Affidavit: Meth users terrorized accused ‘snitch’ with switchblade, hot hammer
photo by: Douglas County Sheriff's Office
The victim in a Lawrence kidnapping case told police that three fellow meth users accused him of “snitching” and held him in a basement for hours while they threatened him with a switchblade and a smoking-hot hammer.
The man’s allegations are summarized in a police affidavit filed in the cases of Sean P. McCawley, 42, and Jason V. Spaniol, 41, both of Lawrence, and Stephanie A. Wiggins, 38, of Shawnee. The Journal-World requested and recently received the affidavit through Douglas County District Court.
Police interviewed the victim, a 34-year-old Lawrence man, at the Douglas County Jail in November 2018, a day after he was arrested on suspicion of multiple counts of drug distribution, jail records show.
According to the affidavit:
The victim told police that about a week and a half earlier he’d gone to McCawley’s house to buy $300 of methamphetamine for an acquaintance and ended up held against his will there for around three hours.
The victim met McCawley downstairs. McCawley told him to call off his ride, then took away his phone and called Spaniol and Wiggins to come over.
All three suspects reportedly smoked meth at the onset of their interrogation of the victim, during which they blamed him for pending drug charges against them.
The victim said they accused him of “snitching” and threatened that he was going to be there all night answering questions about what he’d told law enforcement.
He said Spaniol then picked up a butane torch and a hammer, and heated the claw end of the hammer until it started smoking. Spaniol held the hot hammer within “centimeters” of the victim’s leg and told him, “people always talk when you put this (the hammer) on your leg.”
The victim said Wiggins sat down next to him with a 6-inch “stiletto” style switchblade knife, which she opened and closed multiple times and demanded, “Tell me what the (expletive) you told them.” She told him she intended to find out or he wouldn’t “walk out of this place alive.”
He said Wiggins also hit him in the face multiple times.
The victim said that the suspects told him he owed them $140, which he gave them. He told police he didn’t ask many questions but speculated it could be a past debt to McCawley.

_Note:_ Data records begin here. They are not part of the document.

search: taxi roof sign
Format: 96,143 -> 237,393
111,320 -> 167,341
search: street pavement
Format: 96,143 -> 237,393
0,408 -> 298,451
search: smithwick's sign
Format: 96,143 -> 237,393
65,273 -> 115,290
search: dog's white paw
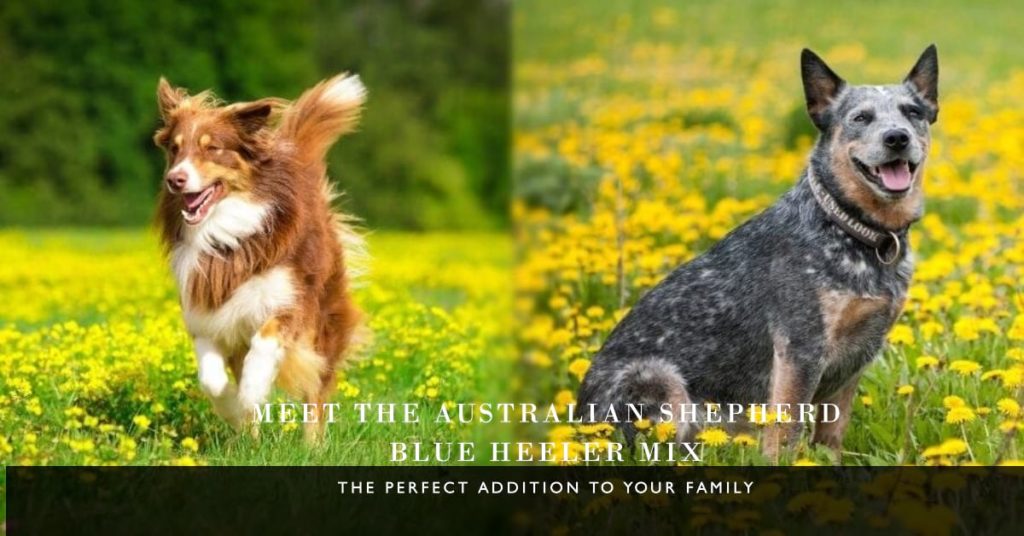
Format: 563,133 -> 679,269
199,366 -> 229,399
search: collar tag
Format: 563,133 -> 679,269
807,167 -> 903,264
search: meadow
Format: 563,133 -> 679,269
513,0 -> 1024,465
0,230 -> 514,466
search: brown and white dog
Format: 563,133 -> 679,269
154,75 -> 366,440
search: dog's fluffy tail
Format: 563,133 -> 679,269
278,73 -> 367,163
577,358 -> 689,445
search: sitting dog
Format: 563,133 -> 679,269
579,45 -> 939,459
155,75 -> 366,440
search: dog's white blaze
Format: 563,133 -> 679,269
182,266 -> 295,352
171,196 -> 269,291
324,75 -> 367,106
168,158 -> 203,192
239,333 -> 285,410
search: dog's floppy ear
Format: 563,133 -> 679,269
800,48 -> 846,130
903,44 -> 939,123
157,77 -> 187,121
224,98 -> 284,134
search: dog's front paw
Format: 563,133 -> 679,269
199,366 -> 229,399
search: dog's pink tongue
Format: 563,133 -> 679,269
879,160 -> 910,191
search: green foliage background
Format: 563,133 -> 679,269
0,0 -> 510,229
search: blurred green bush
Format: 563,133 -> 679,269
0,0 -> 510,229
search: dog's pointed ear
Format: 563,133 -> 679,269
903,44 -> 939,123
800,48 -> 846,130
224,98 -> 282,134
157,77 -> 187,121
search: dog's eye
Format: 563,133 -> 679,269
853,112 -> 871,124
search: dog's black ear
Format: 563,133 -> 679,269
157,77 -> 187,121
903,44 -> 939,123
800,48 -> 846,130
224,98 -> 282,134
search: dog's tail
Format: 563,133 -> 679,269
278,73 -> 367,164
577,358 -> 690,445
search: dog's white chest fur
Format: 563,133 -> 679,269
171,196 -> 295,352
181,266 -> 295,351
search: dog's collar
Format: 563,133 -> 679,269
807,167 -> 903,264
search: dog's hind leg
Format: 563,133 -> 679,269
196,337 -> 241,427
813,374 -> 860,462
581,358 -> 695,445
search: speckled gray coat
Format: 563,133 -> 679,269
578,47 -> 938,447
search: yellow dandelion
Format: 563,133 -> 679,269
995,399 -> 1021,417
131,415 -> 153,430
888,324 -> 913,345
922,439 -> 967,458
949,359 -> 981,376
697,427 -> 729,447
942,395 -> 967,410
654,420 -> 676,442
732,434 -> 758,447
946,407 -> 977,424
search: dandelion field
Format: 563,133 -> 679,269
0,230 -> 514,465
513,0 -> 1024,465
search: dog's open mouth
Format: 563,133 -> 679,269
853,158 -> 918,194
181,181 -> 224,225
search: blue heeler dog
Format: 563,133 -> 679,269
578,45 -> 939,457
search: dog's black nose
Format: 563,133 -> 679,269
164,170 -> 188,192
882,128 -> 910,151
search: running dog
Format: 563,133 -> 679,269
579,45 -> 939,459
154,75 -> 366,441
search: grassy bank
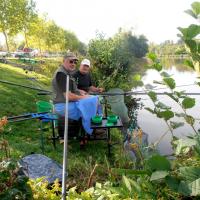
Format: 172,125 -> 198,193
0,64 -> 129,190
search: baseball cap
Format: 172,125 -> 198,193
64,52 -> 78,60
81,59 -> 90,67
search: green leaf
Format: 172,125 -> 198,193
156,101 -> 171,109
182,97 -> 195,109
188,178 -> 200,196
175,113 -> 186,118
160,71 -> 171,78
184,115 -> 195,125
144,84 -> 156,90
144,107 -> 155,114
183,59 -> 195,70
185,9 -> 197,19
147,52 -> 157,62
178,181 -> 191,196
111,168 -> 149,175
153,80 -> 164,85
178,24 -> 200,40
163,78 -> 176,89
153,61 -> 162,72
173,138 -> 196,155
148,91 -> 157,102
165,176 -> 180,192
157,110 -> 174,121
179,167 -> 200,182
165,92 -> 179,102
170,121 -> 184,129
122,176 -> 132,192
133,74 -> 141,81
147,155 -> 171,171
150,171 -> 169,181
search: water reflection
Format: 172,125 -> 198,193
134,61 -> 200,154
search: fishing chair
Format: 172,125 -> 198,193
36,101 -> 58,153
58,115 -> 87,148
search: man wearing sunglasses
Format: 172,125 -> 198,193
52,52 -> 98,134
73,59 -> 103,93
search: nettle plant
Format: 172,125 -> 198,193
145,53 -> 200,155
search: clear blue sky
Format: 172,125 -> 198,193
36,0 -> 195,43
0,0 -> 196,43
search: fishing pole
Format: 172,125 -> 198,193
62,75 -> 69,200
0,80 -> 51,93
0,80 -> 200,96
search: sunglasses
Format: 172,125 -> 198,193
69,60 -> 77,64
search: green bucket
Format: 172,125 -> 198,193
36,101 -> 53,112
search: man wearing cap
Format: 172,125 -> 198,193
52,52 -> 98,134
73,59 -> 103,92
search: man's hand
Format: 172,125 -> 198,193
98,88 -> 104,93
79,90 -> 87,96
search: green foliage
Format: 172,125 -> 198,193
150,171 -> 169,181
178,2 -> 200,70
0,160 -> 32,200
173,138 -> 197,155
182,97 -> 195,109
157,110 -> 174,121
146,155 -> 171,172
163,78 -> 176,89
148,91 -> 157,102
88,32 -> 147,90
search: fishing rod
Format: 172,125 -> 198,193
0,80 -> 200,96
7,112 -> 57,122
0,80 -> 51,93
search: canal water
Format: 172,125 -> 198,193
133,60 -> 200,155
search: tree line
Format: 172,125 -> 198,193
0,0 -> 148,57
0,0 -> 86,54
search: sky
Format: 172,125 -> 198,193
33,0 -> 195,44
0,0 -> 196,44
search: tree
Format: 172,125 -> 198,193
178,2 -> 200,70
18,0 -> 37,47
0,0 -> 21,51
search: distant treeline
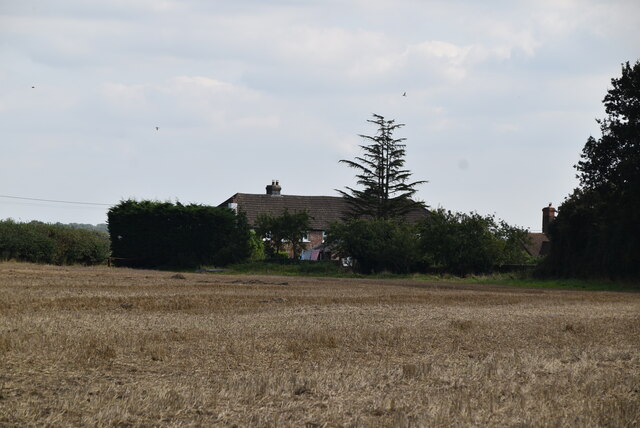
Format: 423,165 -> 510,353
108,200 -> 251,267
55,223 -> 109,233
0,220 -> 110,265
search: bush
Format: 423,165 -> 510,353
0,220 -> 109,265
108,200 -> 251,267
419,209 -> 529,275
327,219 -> 421,274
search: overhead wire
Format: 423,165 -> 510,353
0,195 -> 113,207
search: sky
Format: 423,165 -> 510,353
0,0 -> 640,231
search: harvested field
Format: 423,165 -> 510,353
0,263 -> 640,427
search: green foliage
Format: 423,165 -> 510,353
0,220 -> 109,265
338,114 -> 426,219
108,200 -> 251,267
540,61 -> 640,278
256,208 -> 310,259
419,209 -> 528,275
327,219 -> 420,274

The victim told police that he believed that if he’d tried to leave, one, if not all, of the suspects would have assaulted him. He said he was “terrified of them torturing me.”
“When he was told he could leave, (the victim) jumped over the couch and ran out of the house,” the affidavit said. He went to a nearby business and called an acquaintance to pick him up there.

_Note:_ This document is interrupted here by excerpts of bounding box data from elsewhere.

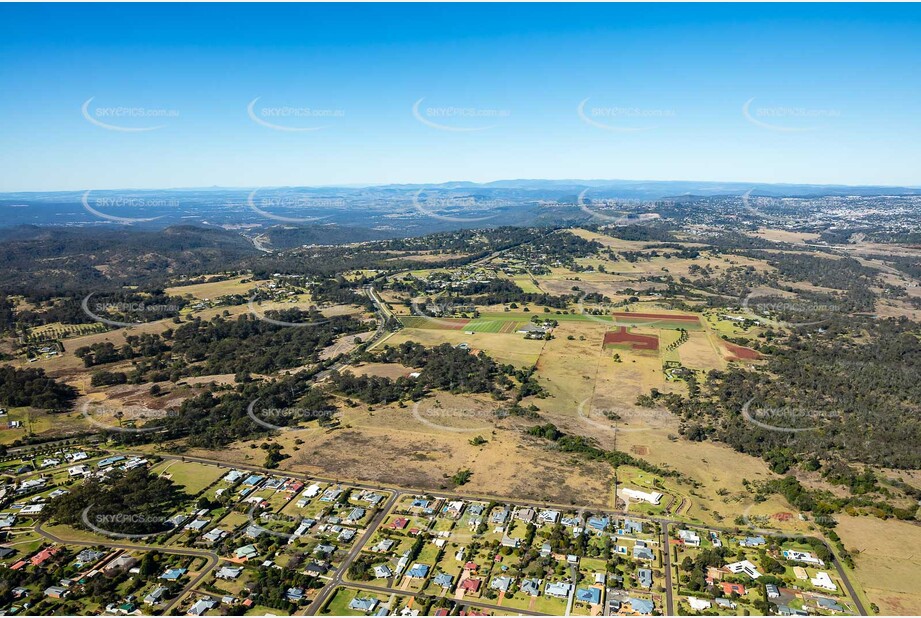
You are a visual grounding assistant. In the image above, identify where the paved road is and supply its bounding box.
[662,523,675,616]
[34,524,221,616]
[832,551,869,616]
[346,582,550,616]
[131,453,868,616]
[307,492,402,616]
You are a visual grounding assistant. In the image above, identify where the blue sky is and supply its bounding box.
[0,4,921,191]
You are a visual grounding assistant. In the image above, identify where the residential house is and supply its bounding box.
[544,582,572,599]
[576,586,601,605]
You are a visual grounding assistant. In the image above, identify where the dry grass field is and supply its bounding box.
[183,394,611,505]
[165,276,257,300]
[383,328,545,367]
[836,515,921,616]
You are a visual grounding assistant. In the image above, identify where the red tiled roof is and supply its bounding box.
[30,547,59,566]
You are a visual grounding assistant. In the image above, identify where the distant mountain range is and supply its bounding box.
[0,179,921,232]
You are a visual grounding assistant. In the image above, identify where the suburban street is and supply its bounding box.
[109,453,868,616]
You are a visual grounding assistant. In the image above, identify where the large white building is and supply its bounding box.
[726,560,761,579]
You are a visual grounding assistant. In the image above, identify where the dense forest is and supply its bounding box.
[662,316,921,472]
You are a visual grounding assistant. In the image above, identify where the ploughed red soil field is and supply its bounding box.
[604,326,659,350]
[723,341,761,360]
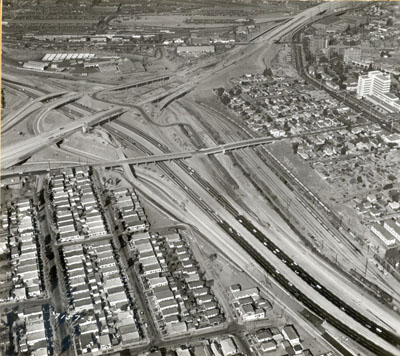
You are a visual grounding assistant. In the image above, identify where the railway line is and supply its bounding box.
[3,70,400,356]
[103,122,400,356]
[105,120,400,347]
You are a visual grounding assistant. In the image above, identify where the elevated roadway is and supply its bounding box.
[95,74,171,95]
[34,93,82,134]
[1,108,126,168]
[1,91,68,134]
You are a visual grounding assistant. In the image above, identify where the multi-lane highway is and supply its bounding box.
[105,121,400,355]
[1,108,126,168]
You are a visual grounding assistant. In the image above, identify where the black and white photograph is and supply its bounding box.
[0,0,400,356]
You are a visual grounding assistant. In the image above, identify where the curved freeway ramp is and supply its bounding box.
[1,91,68,134]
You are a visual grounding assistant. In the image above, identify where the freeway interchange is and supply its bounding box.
[2,2,400,356]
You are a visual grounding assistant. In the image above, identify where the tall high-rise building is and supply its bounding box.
[343,47,361,63]
[357,70,391,98]
[310,36,328,54]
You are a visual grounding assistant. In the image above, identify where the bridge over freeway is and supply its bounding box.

The police department’s investigation also included retrieving the victim’s Facebook Messenger correspondence and talking to two other people who were at the house that evening.

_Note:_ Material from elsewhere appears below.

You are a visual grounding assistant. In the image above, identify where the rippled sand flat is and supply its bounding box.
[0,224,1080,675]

According to the affidavit, Spaniol admitted to investigators that the suspects questioned the victim “a lot about whether he was working for the police” but denied threatening him with the hot hammer. Spaniol said, “I don’t think I threatened to burn him, but I might have… I was holding a torch and a glass.”
Wiggins told police that the victim was never tortured or held against his will.
The affidavit doesn’t include any police questioning of McCawley.
The three suspects were arrested in February. Their court cases remain pending.
McCawley is charged with two felony counts of kidnapping and one felony count of criminal threat, plus one misdemeanor count of criminal deprivation of property. He’s jailed on $75,000 bond.
Spaniol is charged with kidnapping, criminal threat and aggravated assault, all felonies. He is also jailed on $75,000 bond.
Wiggins is charged with kidnapping, aggravated assault and criminal threat, all felonies, plus misdemeanor battery. Court records indicate she was granted a $75,000 personal recognizance bond and released on house arrest with permission to go to work.
In his pending criminal case, the victim is free on $50,000 bond with pretrial monitoring, including a GPS device and drug detection patch.